Jens ist seit seinem Abschluss in „Angewandten Kulturwissenschaften“ an der Universität Lüneburg im Jahr 1995 als freiberuflicher Designer und Illustrator in Hamburg tätig. Schon seit den frühen 90er Jahren stellte er in verschiedenen Hamburger Galerien aus. Zudem engagierte er sich über Jahre hinweg in der Fanpolitik, und unsere Wege hätten sich schon längst kreuzen müssen. Ob beim HSV Supporters Club, wo er bis heute eine Vielzahl von Fanartikeln kreiert, der Fanorganisation „Unsere Kurve“ oder der FSE (Football Supporters Europe) – Jens war stets aktiv. Sogar für das Europäische Parlament hat er in Fragen zu Fußball und Fankultur beraten und bei Konferenzen vor Fangruppen in ganz Europa gesprochen.

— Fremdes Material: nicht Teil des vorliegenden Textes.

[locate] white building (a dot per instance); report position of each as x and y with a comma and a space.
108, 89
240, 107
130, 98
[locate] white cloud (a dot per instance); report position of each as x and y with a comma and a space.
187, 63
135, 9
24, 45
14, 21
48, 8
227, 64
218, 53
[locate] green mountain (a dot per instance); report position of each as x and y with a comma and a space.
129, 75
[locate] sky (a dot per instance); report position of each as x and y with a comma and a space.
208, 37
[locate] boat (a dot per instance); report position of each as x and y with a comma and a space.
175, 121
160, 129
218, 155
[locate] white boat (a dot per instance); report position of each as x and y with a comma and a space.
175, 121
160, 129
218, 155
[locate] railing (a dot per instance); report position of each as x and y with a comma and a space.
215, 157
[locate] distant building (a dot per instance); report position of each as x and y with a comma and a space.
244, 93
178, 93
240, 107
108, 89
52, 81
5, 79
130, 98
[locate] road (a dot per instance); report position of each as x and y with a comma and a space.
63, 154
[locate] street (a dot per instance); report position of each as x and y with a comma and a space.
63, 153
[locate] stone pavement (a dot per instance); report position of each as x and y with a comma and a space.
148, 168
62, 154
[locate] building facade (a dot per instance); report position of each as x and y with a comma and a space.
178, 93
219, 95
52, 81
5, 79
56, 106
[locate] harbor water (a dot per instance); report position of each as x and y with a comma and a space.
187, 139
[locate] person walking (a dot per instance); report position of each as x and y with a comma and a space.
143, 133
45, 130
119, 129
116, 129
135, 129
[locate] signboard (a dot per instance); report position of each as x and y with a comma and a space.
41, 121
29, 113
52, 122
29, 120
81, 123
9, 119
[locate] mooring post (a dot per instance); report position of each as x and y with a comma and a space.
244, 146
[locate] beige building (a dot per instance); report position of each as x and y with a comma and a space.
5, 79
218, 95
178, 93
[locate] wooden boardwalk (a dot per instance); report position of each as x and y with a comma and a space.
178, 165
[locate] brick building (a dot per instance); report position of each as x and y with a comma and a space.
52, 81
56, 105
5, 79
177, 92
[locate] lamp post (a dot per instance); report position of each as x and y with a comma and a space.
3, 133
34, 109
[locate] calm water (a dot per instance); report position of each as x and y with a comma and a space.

Viele unserer Leser kennen Jens wahrscheinlich durch seine Arbeiten für Casual Couture, Peaceful Hooligan oder die subkulturelle und musikbezogene Bekleidungsmarke Hawkins & Joseph, die er zusammen mit einem in Hamburg lebenden britischen Freund gegründet hatte.
Wie ihr seht, hat Jens Wagner einiges zu erzählen. Schnappt euch ein Kaltgetränk aus dem Kühlschrank und freut euch auf eine neue Runde von „The Favorites“! Jens, die Einladung zu unserem Podcast steht nun offiziell!
Dein Vorname
Jens
Welches „Baujahr“ steht in deinem Ausweis?
1965
Dein Verein
HSV
Wie bist du mit der Casual Culture in Kontakt gekommen?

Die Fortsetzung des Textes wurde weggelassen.